When Mrs. Ali had left, she making her excuses for having invited herself into his home and he making his apologies for inconveniencing her with his dizzy spell, the Major donned his housecoat once more and went back to the small scullery beyond the kitchen to finish cleaning his gun. He was conscious of tightness around his head and a slight burn in the throat. This was the dull ache of grief in the real world; more dyspepsia than passion.
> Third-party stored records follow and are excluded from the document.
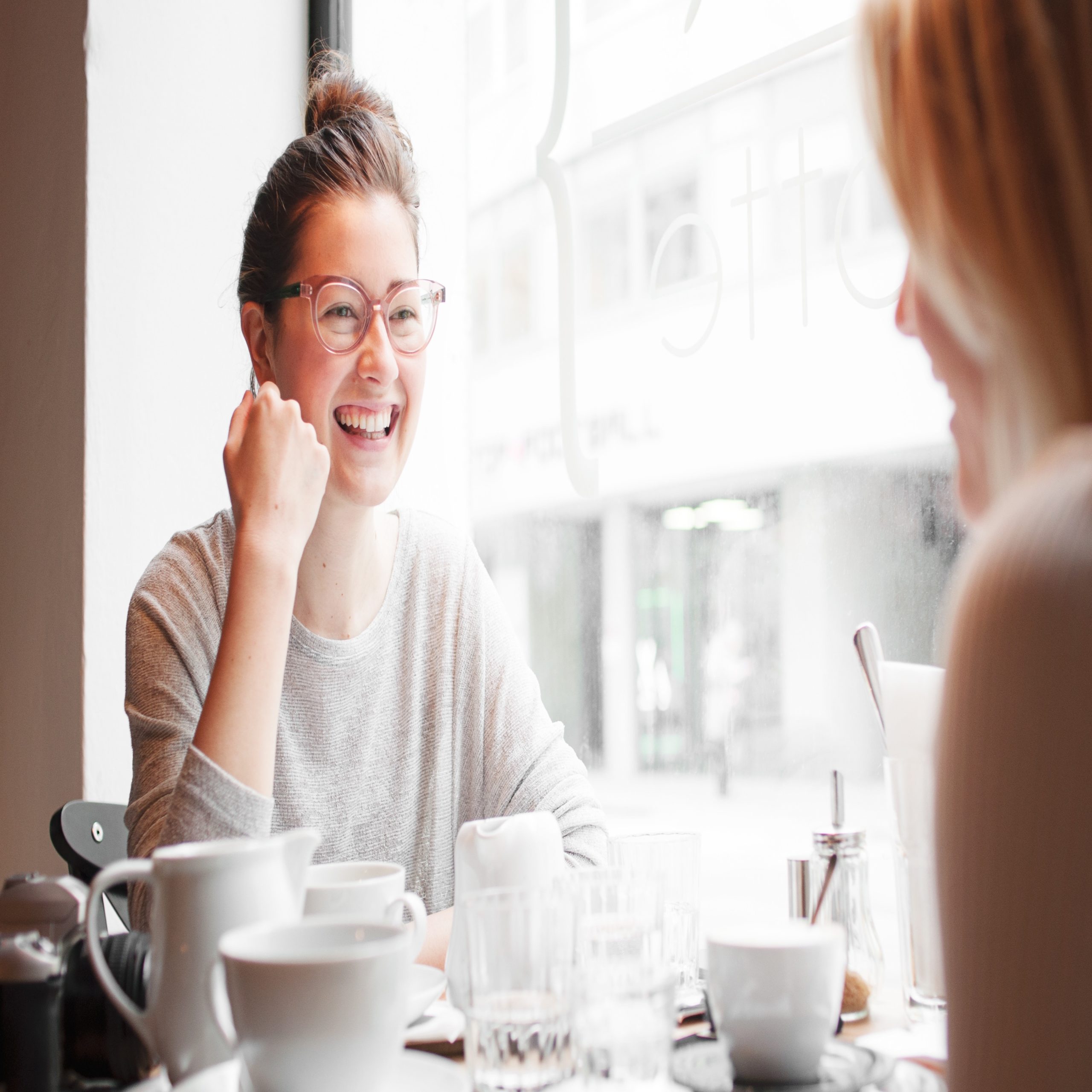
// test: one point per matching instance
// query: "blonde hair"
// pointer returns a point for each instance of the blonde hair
(981, 112)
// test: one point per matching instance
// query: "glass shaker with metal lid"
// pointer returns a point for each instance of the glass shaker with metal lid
(840, 864)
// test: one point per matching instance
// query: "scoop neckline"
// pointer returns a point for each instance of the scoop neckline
(332, 648)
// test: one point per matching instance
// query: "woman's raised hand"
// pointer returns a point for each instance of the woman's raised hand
(276, 474)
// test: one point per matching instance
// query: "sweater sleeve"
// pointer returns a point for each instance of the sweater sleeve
(528, 766)
(172, 638)
(1014, 831)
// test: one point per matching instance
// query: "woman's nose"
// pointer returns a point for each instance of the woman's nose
(906, 320)
(377, 361)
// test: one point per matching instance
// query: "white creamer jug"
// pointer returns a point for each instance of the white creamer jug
(200, 892)
(514, 851)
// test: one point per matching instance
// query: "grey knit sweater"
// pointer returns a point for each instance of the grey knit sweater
(387, 743)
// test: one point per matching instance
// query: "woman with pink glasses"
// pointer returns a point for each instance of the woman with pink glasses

He had left a small china cup of mineral oil warming on its candle stand. He dipped his fingers in the hot oil and began to rub it slowly into the burled walnut root of the gun stock. The wood became silk under his fingertips. He relaxed into his task and felt his grief ease, making room for the tiniest flowering of a new curiosity.

Mrs. Ali was, he half suspected, an educated woman, a person of culture. Nancy had been such a rare person, too, fond of her books and of little chamber concerts in village churches. But she had left him alone to endure the blunt tweedy concerns of the other women of their acquaintance. Women who talked horses and raffles at the hunt ball and who delighted in clucking over which unreliable young mother from the council cottages had messed up arrangements for this week’s play group at the Village Hall. Mrs. Ali was more like Nancy. She was a butterfly to their scuffle of pigeons. He acknowledged a notion that he might wish to see Mrs. Ali again outside of the shop, and wondered whether this might be proof that he was not as ossified as his sixty-eight years, and the limited opportunities of village life, might suggest.